Entonces, dependiendo de tu punto de partida, Pilates puede marcar la casilla como tu entrenamiento de fuerza si buscas resistencia muscular en lugar de máxima producción de fuerza y potencia; También puede combinarse muy bien con una rutina de levantamiento de pesas más tradicional, ya que ayuda a desarrollar una fuerza funcional súper integral y se enfoca en estabilizar los músculos que el levantamiento de pesas a veces pasa por alto. Incluso si Pilates no es tu ejercicio principal, hacerlo de vez en cuando podría ayudarte a subir de nivel en el gimnasio, ya que activará y fortalecerá esos pequeños músculos que sostienen tus levantamientos principales.
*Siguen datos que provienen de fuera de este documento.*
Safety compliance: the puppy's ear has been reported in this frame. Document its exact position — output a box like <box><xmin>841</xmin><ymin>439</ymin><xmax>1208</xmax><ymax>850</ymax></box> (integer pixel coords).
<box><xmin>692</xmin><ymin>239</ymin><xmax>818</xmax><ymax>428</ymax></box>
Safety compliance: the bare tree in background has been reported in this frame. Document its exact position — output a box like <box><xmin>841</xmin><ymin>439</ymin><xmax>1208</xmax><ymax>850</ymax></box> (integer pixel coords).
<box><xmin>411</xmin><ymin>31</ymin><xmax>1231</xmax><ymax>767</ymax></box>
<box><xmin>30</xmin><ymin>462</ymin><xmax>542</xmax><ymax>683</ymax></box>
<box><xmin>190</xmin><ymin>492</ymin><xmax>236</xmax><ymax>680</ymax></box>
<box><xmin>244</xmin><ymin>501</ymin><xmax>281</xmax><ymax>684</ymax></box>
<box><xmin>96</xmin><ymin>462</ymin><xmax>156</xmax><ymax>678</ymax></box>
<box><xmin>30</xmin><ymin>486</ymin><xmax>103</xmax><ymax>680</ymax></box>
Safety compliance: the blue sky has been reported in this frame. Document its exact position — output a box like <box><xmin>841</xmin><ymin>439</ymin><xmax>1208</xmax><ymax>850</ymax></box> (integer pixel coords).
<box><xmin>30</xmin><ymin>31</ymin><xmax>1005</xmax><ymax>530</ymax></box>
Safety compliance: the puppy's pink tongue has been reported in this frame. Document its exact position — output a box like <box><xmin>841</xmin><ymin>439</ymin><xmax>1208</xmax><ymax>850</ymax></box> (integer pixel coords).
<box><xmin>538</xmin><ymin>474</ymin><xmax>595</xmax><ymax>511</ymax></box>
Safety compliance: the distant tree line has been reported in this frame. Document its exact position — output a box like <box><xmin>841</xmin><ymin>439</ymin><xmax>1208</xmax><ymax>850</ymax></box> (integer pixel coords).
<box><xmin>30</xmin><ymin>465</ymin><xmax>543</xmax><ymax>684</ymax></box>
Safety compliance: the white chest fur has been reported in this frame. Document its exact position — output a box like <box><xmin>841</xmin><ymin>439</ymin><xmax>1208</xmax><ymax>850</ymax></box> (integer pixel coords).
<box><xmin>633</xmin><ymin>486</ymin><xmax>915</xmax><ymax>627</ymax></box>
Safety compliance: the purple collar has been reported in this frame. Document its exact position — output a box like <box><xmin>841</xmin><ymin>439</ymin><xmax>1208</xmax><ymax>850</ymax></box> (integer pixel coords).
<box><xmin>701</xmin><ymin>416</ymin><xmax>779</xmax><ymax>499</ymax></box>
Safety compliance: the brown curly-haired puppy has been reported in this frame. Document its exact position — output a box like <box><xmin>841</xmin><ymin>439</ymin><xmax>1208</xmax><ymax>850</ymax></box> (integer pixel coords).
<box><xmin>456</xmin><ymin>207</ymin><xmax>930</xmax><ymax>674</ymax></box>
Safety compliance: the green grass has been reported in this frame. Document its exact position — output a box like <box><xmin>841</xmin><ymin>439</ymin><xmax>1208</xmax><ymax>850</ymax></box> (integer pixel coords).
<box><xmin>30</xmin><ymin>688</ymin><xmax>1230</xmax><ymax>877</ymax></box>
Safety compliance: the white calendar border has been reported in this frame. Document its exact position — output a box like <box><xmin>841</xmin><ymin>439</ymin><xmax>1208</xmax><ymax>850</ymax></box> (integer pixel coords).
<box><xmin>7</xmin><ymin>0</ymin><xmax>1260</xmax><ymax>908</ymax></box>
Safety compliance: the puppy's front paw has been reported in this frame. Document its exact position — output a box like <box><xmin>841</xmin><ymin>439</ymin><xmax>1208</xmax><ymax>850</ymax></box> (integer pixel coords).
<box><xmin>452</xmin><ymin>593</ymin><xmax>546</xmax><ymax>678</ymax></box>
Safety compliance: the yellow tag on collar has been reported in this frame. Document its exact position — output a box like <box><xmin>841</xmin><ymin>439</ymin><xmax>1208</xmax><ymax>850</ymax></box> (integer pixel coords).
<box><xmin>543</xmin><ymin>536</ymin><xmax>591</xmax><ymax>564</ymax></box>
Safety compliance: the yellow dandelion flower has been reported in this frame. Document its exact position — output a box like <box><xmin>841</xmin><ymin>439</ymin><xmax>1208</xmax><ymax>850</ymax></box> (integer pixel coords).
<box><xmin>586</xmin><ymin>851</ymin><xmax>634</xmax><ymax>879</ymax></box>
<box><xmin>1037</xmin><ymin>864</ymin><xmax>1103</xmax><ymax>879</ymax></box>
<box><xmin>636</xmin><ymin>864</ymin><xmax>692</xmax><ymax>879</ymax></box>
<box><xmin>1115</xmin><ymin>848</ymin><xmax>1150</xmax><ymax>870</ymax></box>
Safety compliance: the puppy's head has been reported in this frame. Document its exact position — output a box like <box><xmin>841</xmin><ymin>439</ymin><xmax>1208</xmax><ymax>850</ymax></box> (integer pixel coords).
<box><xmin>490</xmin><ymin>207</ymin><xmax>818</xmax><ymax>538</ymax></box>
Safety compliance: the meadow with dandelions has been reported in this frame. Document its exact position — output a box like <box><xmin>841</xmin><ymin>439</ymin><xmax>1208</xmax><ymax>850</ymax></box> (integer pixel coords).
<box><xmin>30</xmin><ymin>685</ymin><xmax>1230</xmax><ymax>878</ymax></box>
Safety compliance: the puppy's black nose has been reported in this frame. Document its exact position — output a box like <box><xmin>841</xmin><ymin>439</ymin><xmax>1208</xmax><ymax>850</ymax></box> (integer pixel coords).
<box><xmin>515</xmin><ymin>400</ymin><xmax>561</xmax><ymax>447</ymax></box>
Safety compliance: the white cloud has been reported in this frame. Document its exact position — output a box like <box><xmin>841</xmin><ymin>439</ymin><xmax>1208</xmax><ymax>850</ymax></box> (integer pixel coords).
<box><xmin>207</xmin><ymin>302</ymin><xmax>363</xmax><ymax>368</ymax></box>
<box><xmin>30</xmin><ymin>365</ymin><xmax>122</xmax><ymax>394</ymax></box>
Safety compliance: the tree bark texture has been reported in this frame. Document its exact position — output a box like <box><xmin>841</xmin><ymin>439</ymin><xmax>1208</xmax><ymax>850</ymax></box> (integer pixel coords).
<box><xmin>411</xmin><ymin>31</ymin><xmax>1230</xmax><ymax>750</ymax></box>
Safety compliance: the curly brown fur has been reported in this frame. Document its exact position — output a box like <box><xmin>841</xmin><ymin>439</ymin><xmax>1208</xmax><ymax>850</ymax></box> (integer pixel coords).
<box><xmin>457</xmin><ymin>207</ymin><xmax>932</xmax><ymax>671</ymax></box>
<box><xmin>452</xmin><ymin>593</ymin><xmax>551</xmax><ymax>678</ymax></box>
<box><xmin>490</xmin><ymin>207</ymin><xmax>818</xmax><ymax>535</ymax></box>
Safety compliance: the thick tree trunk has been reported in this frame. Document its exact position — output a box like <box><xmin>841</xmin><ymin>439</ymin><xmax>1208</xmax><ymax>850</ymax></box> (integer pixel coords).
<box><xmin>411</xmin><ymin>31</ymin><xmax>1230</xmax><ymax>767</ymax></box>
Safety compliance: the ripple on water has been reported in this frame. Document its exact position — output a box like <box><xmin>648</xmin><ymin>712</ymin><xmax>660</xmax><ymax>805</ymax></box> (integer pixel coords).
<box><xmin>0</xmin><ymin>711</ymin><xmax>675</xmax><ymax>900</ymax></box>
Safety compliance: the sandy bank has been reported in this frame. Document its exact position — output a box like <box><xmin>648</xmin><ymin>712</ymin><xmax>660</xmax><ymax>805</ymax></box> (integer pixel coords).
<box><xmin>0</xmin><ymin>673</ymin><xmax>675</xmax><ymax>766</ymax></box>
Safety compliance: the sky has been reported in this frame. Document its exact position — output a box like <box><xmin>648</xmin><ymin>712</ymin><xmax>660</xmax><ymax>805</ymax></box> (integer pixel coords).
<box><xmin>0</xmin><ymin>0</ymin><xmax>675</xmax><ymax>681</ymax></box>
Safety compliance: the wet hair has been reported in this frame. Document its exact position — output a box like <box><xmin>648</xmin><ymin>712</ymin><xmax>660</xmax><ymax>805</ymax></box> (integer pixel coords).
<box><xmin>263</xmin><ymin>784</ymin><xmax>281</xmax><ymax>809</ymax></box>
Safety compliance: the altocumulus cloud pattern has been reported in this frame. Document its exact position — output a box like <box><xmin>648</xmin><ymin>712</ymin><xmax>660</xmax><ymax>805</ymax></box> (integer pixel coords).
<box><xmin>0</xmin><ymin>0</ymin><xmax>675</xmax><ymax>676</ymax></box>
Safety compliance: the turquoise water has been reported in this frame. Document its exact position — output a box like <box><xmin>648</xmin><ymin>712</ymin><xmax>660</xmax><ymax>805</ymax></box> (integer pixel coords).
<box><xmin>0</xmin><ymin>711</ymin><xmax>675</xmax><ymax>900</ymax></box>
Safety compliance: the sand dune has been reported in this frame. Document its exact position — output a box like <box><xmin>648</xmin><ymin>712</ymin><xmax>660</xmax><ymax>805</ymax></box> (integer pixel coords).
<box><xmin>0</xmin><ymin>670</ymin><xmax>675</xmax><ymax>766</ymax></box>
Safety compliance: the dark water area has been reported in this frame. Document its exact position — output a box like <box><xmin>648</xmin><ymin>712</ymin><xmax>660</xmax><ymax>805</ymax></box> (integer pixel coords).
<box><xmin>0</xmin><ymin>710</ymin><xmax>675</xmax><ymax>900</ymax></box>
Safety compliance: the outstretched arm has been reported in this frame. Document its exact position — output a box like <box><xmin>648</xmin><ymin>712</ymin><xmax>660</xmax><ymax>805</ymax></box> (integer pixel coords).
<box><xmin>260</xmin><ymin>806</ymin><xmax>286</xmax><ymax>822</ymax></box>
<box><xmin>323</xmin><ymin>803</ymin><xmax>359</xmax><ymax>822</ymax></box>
¿Más una persona cardio? Pilates también puede proporcionar un impulso en ese frente. Ya sea que sea un corredor, nadador o ciclista habitual, ayuda a enfatizar la movilidad y la estabilización del núcleo, los cuales pueden ayudarlo a realizar esos movimientos repetitivos de manera más segura y efectiva.
Para resumir, no importa qué tipo de entrenamiento te guste más, agregar algo de Pilates puede convertirte en un deportista más fuerte, más resistente y más humano. ¿Y quién no quiere eso?